Australia is grappling with a critical shortage of essential medications for pregnant women due to a combination of manufacturing and distribution challenges, experts warn. These shortages are exacerbated by the fact that the only medications deemed safe for pregnancy are outdated and less profitable, leading pharmaceutical companies to discontinue their distribution.
An editorial in the Medical Journal of Australia on Monday urged the government to establish a dedicated body for the registration, importation, and production of crucial pregnancy medications, independent of profit considerations. The shortage is particularly severe for high blood pressure medications. Labetalol has been scarce since late 2023, and both immediate-release nifedipine, used to prevent early labor, and oxprenolol have been withdrawn from the Australian market for commercial reasons.
Associate Professor Stefan Kane, director of maternity services at Melbourne’s Royal Women’s Hospital and lead author of the editorial, attributed the issue to the systematic exclusion of pregnant women from clinical drug trials. “Due to concerns about the impact of medications on pregnant women, exacerbated by past disasters like thalidomide, we now see a significant gap in new drug developments for this group,” Kane said. This exclusion has left practitioners reliant on old, off-patent medications that are more susceptible to supply issues.
The editorial contrasts the availability of over 50 drugs for high blood pressure in the general population with the mere six, all over 30 years old, available for pregnant women under Australian guidelines. This discrepancy limits access to newer medications that could offer fewer side effects and more stability in supply.
Australia’s sponsor-driven medication regulation system, which favors profitable new drugs over older, less lucrative ones, has exacerbated the problem. Since the pandemic, some manufacturers have ceased production of less profitable drugs, opting instead for more lucrative ventures. This “perfect storm” of factors is putting lives at risk, particularly in smaller regional and remote hospitals with limited access to critical medications.

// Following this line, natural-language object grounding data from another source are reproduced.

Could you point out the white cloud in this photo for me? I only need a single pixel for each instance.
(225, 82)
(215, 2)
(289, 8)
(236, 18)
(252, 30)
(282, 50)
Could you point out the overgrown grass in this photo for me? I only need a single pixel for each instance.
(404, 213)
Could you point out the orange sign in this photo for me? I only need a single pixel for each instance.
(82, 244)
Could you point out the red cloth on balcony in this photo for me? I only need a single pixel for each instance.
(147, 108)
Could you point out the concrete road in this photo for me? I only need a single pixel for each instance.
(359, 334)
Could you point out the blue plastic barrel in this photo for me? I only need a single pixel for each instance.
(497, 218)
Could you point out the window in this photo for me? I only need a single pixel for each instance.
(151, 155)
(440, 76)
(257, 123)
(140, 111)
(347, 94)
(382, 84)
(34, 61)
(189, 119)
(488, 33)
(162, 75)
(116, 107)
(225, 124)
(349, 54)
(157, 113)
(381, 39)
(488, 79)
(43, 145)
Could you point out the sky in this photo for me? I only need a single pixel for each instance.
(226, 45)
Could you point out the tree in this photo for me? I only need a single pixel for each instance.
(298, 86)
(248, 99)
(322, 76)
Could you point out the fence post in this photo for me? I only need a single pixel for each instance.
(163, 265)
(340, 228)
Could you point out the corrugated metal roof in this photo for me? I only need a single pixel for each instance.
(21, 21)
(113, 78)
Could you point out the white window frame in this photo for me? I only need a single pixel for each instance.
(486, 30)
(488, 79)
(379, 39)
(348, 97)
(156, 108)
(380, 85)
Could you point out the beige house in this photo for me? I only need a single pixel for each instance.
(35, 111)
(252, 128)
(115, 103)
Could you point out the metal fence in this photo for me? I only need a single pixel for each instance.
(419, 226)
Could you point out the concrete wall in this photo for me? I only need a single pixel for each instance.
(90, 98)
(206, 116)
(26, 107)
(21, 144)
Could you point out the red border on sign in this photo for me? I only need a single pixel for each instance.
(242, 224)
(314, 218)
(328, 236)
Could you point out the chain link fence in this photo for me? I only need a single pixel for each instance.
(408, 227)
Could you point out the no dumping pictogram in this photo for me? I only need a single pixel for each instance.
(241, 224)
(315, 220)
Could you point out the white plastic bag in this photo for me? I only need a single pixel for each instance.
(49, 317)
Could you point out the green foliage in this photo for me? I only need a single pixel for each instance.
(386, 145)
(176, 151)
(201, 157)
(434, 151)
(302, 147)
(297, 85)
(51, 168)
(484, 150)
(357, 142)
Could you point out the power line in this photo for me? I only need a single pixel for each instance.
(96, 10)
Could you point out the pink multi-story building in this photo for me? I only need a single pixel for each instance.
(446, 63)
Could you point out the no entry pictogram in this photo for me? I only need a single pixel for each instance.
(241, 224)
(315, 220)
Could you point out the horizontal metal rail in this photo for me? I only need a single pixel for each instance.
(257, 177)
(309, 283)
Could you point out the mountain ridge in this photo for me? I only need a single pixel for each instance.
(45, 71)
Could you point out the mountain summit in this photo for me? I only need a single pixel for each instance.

Kane criticized the situation as indicative of broader systemic disadvantages faced by pregnant women. He emphasized that effective management of conditions like pre-eclampsia is crucial for maternal health. The editorial calls for alternative solutions to secure the supply of these medications, including supporting local production and ensuring safe inclusion of pregnant women in clinical trials.
Co-author Professor Amanda Henry of the George Institute for Global Health echoed the need to rethink the system to better balance the risks of including pregnant women in trials with the risks of their exclusion. Professor Barbara Mintzes from the University of Sydney highlighted the necessity for dedicated trials to test treatments commonly used off-label in pregnancy, underscoring that merely including a few pregnant women in existing trials would not address the current gaps.